And I also know how to prove that: $$ \prod_{1\le k \le p-1\\ \ \ \left(\frac{k}{p}\right)=\epsilon }k \ \ \ \ \equiv -\epsilon(-1)^{\frac{p-1}{2}} \pmod {p}$$
But from here, I could not find a path to the above congruence modulo $p^2$.
Any other idea?
Please check the following proposed proof (for $\Rightarrow$) .
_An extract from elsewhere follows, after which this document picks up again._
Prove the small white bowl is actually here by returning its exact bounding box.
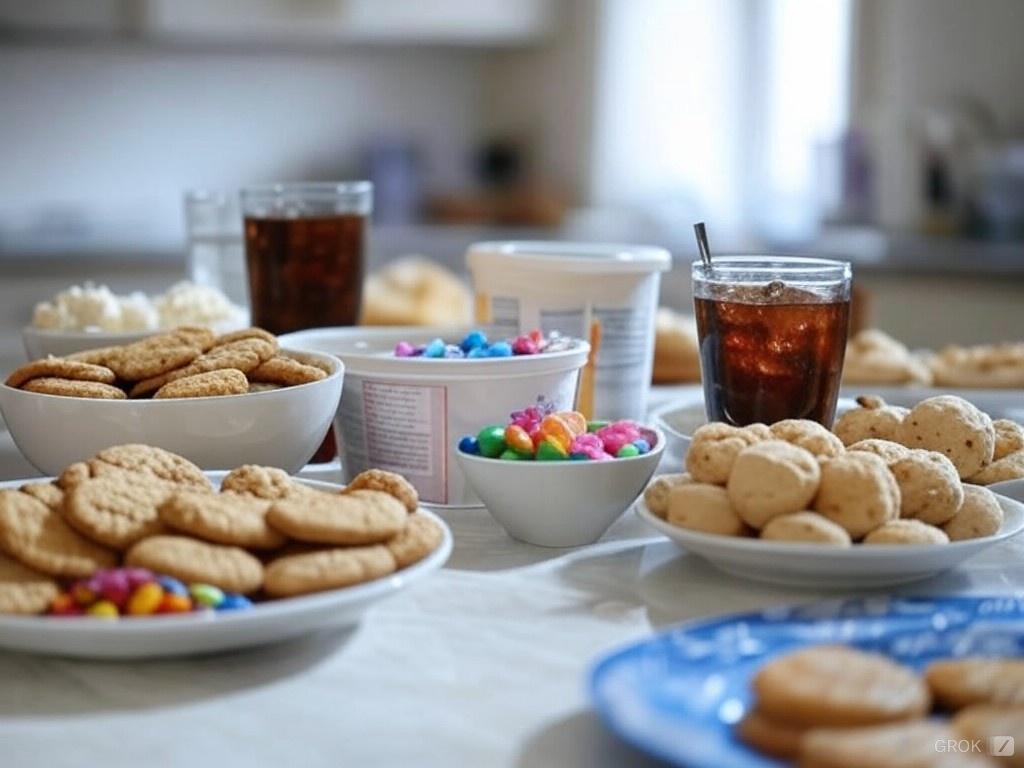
[281,327,590,507]
[0,354,345,475]
[457,429,665,547]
We have: $$ \prod_{1\le k \le p-1\\ \ \ \left(\frac{k}{p}\right)=1 }k \ \ \ \ \equiv \prod_{1\le a \le \frac{p-1}{2}\\ \ \ }a^2 \pmod {p}$$ because it is well known that all the squares $\pmod p$ are obtained by squaring all the $a$ such that $1\le a \le \frac{p-1}{2}$. (For, if $b$ is a square root of $a$ with $1\le a,b \le p-1$, so is $p-b$, and either $b$ or $p-b$ must be smaller than $\frac{p-1}{2}$.)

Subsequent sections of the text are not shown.